The concept of harmony played and continues to play a major role in the endeavors of biology and taxonomy to establish a closed system of species, genera and other organisms in botany and zoology. The idea of harmony is a guiding principle, especially for the authors of the "kinship tables" of living beings and for the supporters of "natural systems" in taxonomy.
Methodology and theoretical function
In the natural sciences, the term has been replaced by terms such as symmetry, wholeness, system, structural law, etc. The concept of harmony has a meaning as a heuristic principle if it is understood to mean the request to look for structural laws in the variety of objective characteristics and relationships.

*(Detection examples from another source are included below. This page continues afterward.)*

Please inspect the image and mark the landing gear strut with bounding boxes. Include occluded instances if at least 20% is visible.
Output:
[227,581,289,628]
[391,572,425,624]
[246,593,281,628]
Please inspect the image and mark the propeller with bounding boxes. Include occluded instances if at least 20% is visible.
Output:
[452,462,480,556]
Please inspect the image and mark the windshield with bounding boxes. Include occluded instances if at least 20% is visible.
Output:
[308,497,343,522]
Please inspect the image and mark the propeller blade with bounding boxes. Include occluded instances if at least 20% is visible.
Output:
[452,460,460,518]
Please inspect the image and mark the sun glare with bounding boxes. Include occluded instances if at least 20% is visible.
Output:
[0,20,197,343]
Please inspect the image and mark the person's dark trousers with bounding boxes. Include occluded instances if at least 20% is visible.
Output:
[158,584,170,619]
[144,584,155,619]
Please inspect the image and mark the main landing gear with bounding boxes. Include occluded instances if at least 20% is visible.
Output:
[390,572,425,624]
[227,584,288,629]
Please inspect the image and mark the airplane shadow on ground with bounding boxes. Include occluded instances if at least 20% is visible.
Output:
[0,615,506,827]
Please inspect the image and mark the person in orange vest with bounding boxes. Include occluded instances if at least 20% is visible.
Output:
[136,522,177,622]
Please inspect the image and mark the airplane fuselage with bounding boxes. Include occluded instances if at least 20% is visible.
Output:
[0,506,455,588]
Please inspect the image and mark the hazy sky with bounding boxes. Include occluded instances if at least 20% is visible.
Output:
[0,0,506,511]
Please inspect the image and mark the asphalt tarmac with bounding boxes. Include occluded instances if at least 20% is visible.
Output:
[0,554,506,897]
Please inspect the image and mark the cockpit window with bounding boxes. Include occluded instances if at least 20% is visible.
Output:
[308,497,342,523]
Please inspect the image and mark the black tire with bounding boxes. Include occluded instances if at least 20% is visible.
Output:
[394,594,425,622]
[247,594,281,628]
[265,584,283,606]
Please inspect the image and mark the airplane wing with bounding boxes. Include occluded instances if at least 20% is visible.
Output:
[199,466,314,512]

In addition to this methodological function of the concept of harmony and its almost theoretical uselessness in the natural sciences, however, it has a positive theoretical function in those sciences in which the subject-object dialectic is itself the subject of science, in which values and norms as factors of the objects designed or to be designed by humans are examined.
Harmony then primarily means coordinating the shape and function of all parts of a whole in such a way that the function of the other parts and, above all, the function of the whole are maximally fertilized.
Today the concept of harmony has its relevance in aesthetics , art studies (music, architecture, painting), in education ( the all-round developed personality ) and others
- Golden cut
- Dualism , polarity (philosophy) , antagonism
- Vowel harmony
- Harmonia Mundi
- Jan Brauers: World Formula Harmony. Baden-Badener Verlag 1998, ISBN 3-9805935-6-8
- David Stiebel: The tactics of arguing. Conflict strategy instead of harmony addiction , Krüger Verlag, Frankfurt 1999, ISBN 978-3-8105-1908-5
- ↑ Wieland Ziegenrücker: General music theory with questions and tasks for self-control. German Publishing House for Music, Leipzig 1977; Paperback edition: Wilhelm Goldmann Verlag, and Musikverlag B. Schott's Sons, Mainz 1979, ISBN 3-442-33003-3 , p. 104.
- ↑ In addition, for example, the urge to move, curiosity, jealousy, saving, thirst for knowledge, family, order, play, sex, contact, aggression, achievement or sympathy. W. McDougall: An Introduction to Social Psychology . Boston 1921.